While other platforms such as Twitter and Facebook, are mostly content distributors (sharing), Pinterest’s platform has the potential to offer far more value as a content aggregation and curation tool, as well as a content destination and repository.   Here’s why:
  • Scalability and Scanability – the rate of which new content is being added to the “www” is mind-boggling.  According to Hubspot, 70% of bloggers add new content weekly or daily, 500,000 new posts are added everyday alone on WordPress.com   As a result, it’s becoming more difficult to find high quality, relevant content.  The “internet” must evolve in order for audiences to navigate faster through this growing mass of content to find what they are looking for, which opens the door for Infographics and Pinterest.  By making content visual, it also makes it more scanable.  The average person reads between 200 to 300 words per minute, but visually it takes only 1/20th of a second to process an image.  Pinterest platform accelerates the process by aggregating and organize images by category or theme making it easy to search. 

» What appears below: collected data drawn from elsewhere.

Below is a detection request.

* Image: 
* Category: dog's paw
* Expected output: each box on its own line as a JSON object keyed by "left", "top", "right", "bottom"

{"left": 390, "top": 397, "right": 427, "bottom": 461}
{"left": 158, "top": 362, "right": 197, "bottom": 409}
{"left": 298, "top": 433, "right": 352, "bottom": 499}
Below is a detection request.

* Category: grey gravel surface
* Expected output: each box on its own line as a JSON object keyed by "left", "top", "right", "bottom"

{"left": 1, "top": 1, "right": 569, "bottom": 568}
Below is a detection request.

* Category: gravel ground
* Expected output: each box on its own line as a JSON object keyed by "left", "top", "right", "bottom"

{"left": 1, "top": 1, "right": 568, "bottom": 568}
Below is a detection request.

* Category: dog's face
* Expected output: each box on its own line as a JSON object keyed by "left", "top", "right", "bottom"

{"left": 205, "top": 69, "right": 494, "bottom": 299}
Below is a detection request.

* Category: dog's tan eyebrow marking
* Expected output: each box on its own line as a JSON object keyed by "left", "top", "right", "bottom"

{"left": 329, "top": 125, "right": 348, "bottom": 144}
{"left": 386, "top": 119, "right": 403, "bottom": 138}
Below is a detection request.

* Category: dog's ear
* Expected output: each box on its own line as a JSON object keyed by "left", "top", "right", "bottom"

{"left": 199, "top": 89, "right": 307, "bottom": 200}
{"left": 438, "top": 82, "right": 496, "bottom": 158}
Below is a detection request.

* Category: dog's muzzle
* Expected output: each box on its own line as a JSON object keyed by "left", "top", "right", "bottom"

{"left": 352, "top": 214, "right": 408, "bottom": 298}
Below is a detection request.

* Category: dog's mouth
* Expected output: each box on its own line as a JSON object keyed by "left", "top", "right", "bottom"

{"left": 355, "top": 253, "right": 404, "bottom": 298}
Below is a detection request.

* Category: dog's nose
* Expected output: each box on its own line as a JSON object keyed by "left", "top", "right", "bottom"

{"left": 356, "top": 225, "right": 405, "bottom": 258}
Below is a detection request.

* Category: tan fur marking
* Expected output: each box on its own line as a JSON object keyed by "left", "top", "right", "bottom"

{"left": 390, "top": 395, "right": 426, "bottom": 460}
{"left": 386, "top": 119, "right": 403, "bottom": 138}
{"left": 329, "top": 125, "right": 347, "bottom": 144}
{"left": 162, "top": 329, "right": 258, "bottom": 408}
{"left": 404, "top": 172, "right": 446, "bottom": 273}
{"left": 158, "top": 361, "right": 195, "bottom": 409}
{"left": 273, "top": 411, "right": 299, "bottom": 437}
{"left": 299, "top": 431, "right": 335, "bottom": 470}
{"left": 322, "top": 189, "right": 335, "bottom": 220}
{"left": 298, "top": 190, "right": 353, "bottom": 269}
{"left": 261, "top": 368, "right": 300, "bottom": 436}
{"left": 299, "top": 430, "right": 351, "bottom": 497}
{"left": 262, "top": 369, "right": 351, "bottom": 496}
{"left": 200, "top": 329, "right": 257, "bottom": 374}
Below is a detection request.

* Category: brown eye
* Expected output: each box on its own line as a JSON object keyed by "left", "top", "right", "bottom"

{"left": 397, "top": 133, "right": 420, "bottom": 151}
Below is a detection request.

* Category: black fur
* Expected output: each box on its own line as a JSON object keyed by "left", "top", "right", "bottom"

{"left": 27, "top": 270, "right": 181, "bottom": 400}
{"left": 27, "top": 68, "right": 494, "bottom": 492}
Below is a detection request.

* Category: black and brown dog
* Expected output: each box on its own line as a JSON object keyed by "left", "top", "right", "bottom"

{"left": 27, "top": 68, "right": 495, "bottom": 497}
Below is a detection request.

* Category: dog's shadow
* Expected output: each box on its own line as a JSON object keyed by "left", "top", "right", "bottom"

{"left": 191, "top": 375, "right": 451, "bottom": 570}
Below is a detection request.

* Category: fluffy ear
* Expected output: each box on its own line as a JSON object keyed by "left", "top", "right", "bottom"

  • Valuing Content – business marketers are constantly wrestling with trying to understand the value of their content (relevancy, insight, utilization, etc.) based on how and when it’s consumed by various audience segments.  Lacking a closed loop system to provide feedback, it’s been difficult to know exactly what resonates, with what audience, and why. Curating content naturally within Pinterest provides marketers the opportunity to capture deeper insights into audience consumption habits.   For example, business marketers tend to organization content along the “buying process,” which is typically defined by steps within the sales process.  Marketers may find that business audiences within Pinterest organize and consume content by categories defined as “applications” -- how they intend to use the product, and not how they will buy it.  This insight could help define the real purchase path and key influences along that journey.    
  • Audience Insight - lastly, and perhaps most interesting, will Pinterest have the ability to provide “affinity data”?  As Scott Bayer, CTO of Baynote wrote“individual pinning choices are interesting, but there is even greater opportunity to analyze segments of people who express an affinity for a product or category in aggregate.” 
If available, this information could allow marketers to create new segmentation clusters based on common interests, which could help improve messaging and targeting.  “Clustering” could identify brand advocates, key influencers and connectors, local “hot spots” and new ideas for reaching them.   

While we still have some time before Pinterest evolves there are few things to consider now:
  1. Integrate “Pin it” button into your website - it will do nothing for conversions, but it may drive some traffic that could provide some insight.
  2. Make your content more visual – if content marketing is part of your marketing plans,  experimenting using Infographics (visit Visual.lyfor a starting point).
  3. Experiment – whether or not you’re a believer in social media platforms, the fact remains that Twitter and Facebook have impacted how we go to market.  Pinterest also holds the same potential to change the way we create, produce and consume content.  Start to brainstorm on what that change might be and/or what you might like to change given its functionality. 
I realize that there are skeptics out there, I might even be one, but as we’ve learned with other social media platforms, if you don’t think it’s valuable tool, then you’ll be right…it won’t.  Pinterest holds great potential for business marketers, but that “potential” will only realized by those who seek to define it by experimenting…or dare I say, “pin it.”